3. Fewer arguments, more discussions.
When you broach a certain topic or series of events that happened at work that day, usually the other person takes a moment to imagine the scenario initially as he/she is mostly not used to working that way. In fact, it is funny how sometimes you can correlate and laugh at some things just because you have a different perspective on it. Surprisingly, you tend to have fewer arguments when you discuss work, especially because there’s no competition as the other person is from a different field.
4. You wind up having diverse social circles.
One interesting outcome of people sharing different professions is the different type of get-together sessions they have. We have friends who work in IT, friends with HR backgrounds, and are also friends with marketing folks, writers, painters, musicians, and researchers. It is lovely to experience the cultural mix of all these people when we meet owing to our career differences. We often take a leaf out of our respective careers and reach a common stance. Not only that, your professional network grows and you have an extended circle of contacts, which works wonders when you need assistance in different aspects of your career.
5. You get another person’s perspective.
Now that I write a lot, I always have a reader who has a different critical perspective right in my family. Sometimes, owing to a particular career choice or lifestyle, we tend to think in a similar manner. Since I have a feminist point of view in things (being an HR), having a spouse as an IT geek, helps me to see things in a different light or take in accord other groups in the society. It is fun actually to talk and listen to the other person’s take on things, some of which are individualistic and some career driven.

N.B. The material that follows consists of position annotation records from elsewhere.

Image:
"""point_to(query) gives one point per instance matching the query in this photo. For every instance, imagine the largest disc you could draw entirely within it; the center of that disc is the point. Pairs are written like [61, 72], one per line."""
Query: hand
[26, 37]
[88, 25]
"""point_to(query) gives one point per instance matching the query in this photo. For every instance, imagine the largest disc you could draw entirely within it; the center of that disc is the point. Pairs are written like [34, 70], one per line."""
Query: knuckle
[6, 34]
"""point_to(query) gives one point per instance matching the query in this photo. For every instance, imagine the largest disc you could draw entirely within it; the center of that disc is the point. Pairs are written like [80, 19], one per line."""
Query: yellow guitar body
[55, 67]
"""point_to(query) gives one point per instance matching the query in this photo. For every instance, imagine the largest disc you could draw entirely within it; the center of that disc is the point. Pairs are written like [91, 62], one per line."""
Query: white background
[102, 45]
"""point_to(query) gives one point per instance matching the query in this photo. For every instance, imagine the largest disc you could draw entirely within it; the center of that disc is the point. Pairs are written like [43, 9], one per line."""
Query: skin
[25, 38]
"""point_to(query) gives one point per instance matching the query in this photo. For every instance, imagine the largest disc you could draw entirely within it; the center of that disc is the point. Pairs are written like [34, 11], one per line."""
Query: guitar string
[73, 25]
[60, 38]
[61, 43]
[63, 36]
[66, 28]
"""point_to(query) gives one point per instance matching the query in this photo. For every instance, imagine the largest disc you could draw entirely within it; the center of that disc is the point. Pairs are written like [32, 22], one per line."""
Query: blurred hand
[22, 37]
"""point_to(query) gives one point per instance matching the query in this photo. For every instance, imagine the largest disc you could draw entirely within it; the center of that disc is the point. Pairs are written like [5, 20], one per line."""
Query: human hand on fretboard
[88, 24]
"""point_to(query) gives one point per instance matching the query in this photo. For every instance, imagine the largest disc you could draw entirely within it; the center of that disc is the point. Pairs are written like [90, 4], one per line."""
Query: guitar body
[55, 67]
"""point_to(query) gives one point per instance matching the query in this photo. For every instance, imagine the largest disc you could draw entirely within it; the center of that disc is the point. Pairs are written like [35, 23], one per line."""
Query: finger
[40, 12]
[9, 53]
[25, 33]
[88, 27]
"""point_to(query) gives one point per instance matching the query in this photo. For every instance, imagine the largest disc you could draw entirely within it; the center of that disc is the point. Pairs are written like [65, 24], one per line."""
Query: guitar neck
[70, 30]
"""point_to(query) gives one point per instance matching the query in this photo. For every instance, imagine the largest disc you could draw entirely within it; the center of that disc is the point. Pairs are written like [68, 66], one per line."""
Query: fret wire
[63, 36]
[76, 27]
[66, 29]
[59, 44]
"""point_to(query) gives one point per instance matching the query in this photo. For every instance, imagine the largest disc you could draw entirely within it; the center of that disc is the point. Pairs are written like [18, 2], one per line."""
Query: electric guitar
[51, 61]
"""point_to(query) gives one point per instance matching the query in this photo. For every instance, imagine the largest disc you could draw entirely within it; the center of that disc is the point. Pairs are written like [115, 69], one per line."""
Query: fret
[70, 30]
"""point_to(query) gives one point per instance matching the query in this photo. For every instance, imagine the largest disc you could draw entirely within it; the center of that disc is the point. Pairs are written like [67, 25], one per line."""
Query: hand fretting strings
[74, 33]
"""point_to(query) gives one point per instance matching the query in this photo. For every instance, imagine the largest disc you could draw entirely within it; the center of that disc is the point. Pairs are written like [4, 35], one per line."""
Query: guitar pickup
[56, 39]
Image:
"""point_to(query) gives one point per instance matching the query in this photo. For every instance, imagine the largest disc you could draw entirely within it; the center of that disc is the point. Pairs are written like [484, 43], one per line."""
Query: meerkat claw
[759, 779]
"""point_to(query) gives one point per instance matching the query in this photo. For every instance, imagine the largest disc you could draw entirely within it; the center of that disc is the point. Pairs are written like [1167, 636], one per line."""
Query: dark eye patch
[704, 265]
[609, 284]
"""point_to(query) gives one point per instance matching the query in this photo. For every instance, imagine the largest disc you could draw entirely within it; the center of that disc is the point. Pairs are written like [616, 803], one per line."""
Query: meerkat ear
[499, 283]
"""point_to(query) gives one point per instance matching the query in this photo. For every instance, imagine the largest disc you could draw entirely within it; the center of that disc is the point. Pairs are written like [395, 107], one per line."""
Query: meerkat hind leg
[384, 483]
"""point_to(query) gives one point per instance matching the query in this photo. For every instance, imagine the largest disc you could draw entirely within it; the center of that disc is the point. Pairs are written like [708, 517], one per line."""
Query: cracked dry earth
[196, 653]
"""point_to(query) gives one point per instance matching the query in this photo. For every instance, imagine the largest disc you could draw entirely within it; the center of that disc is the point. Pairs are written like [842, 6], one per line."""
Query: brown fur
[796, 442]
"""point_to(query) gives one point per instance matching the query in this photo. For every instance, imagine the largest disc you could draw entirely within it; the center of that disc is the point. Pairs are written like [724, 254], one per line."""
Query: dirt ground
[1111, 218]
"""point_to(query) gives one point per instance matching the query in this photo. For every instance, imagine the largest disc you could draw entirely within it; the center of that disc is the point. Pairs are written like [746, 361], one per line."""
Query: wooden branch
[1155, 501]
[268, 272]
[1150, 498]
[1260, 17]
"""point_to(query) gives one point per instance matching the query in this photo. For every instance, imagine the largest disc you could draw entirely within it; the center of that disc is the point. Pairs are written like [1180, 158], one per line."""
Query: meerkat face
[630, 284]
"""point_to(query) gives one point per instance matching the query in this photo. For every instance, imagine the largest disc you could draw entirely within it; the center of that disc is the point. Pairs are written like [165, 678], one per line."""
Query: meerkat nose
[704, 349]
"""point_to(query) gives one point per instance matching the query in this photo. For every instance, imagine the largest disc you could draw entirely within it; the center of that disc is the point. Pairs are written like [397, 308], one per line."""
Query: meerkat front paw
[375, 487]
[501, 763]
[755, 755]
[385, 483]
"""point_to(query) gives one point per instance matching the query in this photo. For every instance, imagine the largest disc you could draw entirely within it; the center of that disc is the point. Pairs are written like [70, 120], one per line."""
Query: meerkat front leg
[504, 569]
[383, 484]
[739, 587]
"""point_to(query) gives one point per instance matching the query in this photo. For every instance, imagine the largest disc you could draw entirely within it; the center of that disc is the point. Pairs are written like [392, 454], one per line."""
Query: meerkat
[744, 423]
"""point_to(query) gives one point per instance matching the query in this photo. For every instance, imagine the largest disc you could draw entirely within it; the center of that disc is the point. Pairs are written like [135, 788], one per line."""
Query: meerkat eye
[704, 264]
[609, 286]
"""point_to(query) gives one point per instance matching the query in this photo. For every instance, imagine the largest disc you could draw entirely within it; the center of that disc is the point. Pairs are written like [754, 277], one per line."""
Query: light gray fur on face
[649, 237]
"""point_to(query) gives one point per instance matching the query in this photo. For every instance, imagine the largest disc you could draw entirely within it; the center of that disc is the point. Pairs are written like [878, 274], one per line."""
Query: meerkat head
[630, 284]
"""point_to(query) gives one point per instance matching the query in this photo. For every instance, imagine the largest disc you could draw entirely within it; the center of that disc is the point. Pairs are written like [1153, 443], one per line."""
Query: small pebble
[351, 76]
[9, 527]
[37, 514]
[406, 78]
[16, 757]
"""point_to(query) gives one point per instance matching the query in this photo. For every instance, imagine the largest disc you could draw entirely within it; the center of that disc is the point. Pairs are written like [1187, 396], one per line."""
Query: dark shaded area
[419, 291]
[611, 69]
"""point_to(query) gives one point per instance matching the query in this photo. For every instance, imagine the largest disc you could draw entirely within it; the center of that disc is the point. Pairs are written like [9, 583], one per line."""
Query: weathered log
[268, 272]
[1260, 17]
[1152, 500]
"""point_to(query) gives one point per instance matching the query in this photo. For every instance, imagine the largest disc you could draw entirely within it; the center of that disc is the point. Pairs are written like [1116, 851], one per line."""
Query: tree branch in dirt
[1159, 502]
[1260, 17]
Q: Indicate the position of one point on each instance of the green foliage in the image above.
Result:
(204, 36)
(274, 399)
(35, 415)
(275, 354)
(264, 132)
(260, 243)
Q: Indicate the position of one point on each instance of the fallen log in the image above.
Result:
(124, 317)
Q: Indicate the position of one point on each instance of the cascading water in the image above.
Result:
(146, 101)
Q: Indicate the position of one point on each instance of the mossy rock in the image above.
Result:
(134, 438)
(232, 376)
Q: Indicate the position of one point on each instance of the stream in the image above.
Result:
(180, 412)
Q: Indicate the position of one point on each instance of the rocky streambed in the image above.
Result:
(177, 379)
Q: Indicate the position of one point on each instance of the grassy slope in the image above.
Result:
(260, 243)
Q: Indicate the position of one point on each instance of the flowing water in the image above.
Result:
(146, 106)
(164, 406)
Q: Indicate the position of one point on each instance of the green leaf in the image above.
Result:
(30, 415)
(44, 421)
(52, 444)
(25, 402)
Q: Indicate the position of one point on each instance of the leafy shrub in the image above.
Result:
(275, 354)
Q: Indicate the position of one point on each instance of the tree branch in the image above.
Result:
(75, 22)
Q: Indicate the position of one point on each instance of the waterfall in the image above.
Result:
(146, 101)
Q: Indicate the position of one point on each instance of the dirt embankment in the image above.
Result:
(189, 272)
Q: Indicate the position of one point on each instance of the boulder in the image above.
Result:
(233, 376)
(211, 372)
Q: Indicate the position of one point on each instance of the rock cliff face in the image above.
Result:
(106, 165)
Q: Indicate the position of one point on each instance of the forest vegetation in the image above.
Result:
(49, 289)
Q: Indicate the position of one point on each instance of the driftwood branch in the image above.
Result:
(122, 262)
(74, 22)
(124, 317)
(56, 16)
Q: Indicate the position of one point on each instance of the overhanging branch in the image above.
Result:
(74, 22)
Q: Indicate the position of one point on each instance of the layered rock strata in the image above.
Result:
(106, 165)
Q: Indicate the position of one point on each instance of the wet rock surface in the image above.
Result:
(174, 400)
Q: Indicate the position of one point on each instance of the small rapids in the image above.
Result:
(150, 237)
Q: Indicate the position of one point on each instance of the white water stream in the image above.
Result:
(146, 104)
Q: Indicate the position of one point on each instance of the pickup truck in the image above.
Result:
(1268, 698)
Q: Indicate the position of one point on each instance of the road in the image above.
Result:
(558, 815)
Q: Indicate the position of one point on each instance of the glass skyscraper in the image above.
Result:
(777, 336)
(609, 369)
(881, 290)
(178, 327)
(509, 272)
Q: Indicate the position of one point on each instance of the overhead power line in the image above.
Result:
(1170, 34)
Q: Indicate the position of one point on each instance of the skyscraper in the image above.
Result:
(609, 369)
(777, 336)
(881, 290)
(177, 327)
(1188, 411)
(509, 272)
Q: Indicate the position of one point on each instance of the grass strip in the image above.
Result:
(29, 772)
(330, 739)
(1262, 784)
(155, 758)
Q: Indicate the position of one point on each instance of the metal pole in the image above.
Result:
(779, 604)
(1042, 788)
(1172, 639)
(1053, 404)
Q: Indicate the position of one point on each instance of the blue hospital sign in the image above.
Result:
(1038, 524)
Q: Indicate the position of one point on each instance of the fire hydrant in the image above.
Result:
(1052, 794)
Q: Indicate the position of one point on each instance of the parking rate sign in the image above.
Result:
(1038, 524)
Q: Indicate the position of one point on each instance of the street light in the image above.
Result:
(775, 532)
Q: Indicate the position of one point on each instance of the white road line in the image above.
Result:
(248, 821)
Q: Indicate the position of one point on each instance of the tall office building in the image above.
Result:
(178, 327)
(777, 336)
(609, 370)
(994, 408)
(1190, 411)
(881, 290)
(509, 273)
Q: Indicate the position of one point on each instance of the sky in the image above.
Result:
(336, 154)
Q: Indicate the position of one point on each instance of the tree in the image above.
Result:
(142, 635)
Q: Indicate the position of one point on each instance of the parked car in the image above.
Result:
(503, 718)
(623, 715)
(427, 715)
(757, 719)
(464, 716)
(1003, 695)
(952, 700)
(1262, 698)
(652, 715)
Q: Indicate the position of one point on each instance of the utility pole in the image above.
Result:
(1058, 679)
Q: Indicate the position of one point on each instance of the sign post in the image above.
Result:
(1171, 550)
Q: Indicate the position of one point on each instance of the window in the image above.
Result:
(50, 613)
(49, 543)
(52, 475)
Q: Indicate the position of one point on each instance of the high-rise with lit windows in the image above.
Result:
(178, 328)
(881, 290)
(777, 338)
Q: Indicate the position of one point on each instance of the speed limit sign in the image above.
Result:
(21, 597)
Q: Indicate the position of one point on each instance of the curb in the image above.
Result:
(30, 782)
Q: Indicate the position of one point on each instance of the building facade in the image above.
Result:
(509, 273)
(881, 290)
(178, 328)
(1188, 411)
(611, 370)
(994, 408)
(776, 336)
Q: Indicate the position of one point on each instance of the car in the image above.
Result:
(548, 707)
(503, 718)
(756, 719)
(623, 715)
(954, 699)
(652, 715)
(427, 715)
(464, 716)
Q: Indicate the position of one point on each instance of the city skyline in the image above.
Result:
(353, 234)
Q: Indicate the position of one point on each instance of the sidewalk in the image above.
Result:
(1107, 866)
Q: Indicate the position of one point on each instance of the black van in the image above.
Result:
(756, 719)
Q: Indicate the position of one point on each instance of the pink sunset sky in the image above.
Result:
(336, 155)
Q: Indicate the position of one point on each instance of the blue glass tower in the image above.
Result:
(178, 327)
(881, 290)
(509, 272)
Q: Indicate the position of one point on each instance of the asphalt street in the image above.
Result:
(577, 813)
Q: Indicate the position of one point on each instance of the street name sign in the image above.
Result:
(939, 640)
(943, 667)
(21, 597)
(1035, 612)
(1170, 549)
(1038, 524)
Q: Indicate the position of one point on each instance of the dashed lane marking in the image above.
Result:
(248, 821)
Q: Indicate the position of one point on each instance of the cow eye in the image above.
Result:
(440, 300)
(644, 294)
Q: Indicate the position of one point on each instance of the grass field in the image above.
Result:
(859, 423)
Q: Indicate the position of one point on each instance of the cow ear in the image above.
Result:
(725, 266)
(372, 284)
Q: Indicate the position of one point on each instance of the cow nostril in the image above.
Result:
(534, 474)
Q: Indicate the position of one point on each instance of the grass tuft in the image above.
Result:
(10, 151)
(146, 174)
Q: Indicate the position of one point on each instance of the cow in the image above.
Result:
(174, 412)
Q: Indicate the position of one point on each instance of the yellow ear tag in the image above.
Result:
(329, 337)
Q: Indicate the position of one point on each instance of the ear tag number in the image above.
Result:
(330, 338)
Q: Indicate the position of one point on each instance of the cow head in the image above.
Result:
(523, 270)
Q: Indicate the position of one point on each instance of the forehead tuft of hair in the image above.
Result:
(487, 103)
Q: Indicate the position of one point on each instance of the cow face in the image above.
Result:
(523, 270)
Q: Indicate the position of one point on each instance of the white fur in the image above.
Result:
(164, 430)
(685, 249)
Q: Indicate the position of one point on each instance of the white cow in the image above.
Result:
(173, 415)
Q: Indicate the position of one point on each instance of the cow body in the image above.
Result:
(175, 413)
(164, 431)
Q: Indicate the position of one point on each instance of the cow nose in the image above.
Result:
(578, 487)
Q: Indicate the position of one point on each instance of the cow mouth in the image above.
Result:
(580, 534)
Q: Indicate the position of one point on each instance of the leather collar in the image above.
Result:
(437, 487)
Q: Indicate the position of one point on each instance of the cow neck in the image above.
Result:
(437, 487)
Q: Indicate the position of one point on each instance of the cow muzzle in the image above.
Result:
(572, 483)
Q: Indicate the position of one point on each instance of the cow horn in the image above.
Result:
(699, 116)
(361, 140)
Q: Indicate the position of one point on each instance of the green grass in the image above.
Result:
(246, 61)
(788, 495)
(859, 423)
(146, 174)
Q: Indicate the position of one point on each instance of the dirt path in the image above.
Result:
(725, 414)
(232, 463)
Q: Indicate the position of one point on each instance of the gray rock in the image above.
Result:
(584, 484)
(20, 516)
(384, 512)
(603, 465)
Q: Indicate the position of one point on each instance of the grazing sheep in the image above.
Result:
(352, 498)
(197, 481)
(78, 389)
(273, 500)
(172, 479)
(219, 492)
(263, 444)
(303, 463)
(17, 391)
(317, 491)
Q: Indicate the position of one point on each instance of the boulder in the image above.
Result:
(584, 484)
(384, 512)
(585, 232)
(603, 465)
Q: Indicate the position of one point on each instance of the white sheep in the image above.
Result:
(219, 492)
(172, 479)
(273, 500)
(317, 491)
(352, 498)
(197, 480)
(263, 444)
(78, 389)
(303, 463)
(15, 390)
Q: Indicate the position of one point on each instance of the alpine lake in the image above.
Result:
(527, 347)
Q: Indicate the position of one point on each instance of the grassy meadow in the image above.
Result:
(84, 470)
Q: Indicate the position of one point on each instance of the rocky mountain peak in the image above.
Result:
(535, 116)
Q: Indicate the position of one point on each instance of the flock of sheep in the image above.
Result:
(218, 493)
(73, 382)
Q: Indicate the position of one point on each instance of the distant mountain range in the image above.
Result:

6. Balancing out each other perfectly.
I feel that we have certain career traits in us which we carry in our personalities and our personal lives. Having a partner of a different career makes you balance the odds in your relationship as mostly people are a fragment of their work. A painter who is mostly reflective and introvert may jell well with somebody who is more open and allows him to express himself.
7. Home is your home, and not the office.
Work-related discussions at home are few and a far between. Yes, you do discuss the important goings-on at work and other issues that warrant your significant other’s advice, but that’s about it. The fun behind having different career choices is actually doing something different that you both enjoy doing or discussing, not just work. Thankfully, my home is not made into a mini-version of my office and this adds to the perfect work-life balance.